Our study also found significantly elevated baseline CRP levels and Mantoux test readings in chronic EN cases, indicating a stronger initial inflammatory response. This is consistent with findings from studies such as Cao et al.13, who reported significantly higher CRP and ESR levels in EN patients than healthy controls (p < 0.05) and Ioannou et al.15, who evaluated 138 EN patients and observed that relapsing cases were more likely to have a positive tuberculin test, suggesting a potential link.
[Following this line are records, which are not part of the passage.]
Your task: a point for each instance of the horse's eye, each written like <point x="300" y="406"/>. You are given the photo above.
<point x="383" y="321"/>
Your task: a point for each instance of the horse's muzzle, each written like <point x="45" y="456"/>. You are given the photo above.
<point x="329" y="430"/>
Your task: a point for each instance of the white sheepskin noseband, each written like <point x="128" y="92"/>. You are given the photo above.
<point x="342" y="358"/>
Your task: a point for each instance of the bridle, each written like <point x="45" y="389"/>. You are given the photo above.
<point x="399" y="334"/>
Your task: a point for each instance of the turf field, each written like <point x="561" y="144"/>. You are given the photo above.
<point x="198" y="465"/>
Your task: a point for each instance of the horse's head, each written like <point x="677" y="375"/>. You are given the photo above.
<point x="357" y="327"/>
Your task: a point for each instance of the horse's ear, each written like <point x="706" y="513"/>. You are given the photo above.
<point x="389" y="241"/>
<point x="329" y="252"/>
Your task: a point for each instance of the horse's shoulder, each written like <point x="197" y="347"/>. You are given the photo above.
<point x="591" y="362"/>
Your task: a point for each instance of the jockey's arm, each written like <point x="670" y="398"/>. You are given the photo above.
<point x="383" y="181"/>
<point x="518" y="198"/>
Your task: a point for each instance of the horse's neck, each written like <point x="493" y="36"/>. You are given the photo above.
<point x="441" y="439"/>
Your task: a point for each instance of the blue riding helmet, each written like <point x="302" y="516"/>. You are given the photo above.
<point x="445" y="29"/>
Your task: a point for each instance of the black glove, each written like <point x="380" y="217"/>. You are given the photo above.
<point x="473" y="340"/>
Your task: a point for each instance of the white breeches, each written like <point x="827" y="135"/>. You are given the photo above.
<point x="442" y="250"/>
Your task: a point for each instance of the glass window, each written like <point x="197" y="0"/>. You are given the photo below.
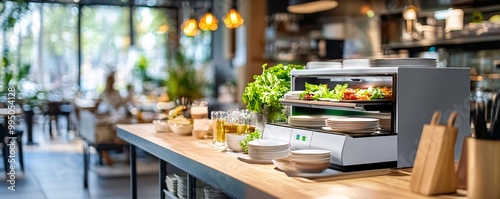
<point x="105" y="46"/>
<point x="59" y="46"/>
<point x="154" y="32"/>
Overall, our findings highlight the importance of monitoring inflammatory and immunological markers in patients with EN to identify those at risk for chronic disease progression. This approach may help identify individuals who require more intensive management and follow-up, potentially improving patient outcomes. These insights also suggest that therapies targeting both innate and adaptive immune responses could be beneficial in preventing disease chronicity.

Limitations

The study limitations include a small sample size and short follow-up duration. Further studies with larger cohorts and extended follow-up periods are recommended to validate these findings and enhance their generalisability. Multivariable analysis could not be performed due to the small sample size.

Conclusion

In summary, our study contributes to the existing evidence on EN by emphasising the role of tuberculosis as a predominant cause in regions with a high TB burden and the significance of immunological factors, such as T cell response, in disease chronicity. Further research is needed to explore the underlying mechanisms of EN progression and to develop targeted interventions for chronic cases.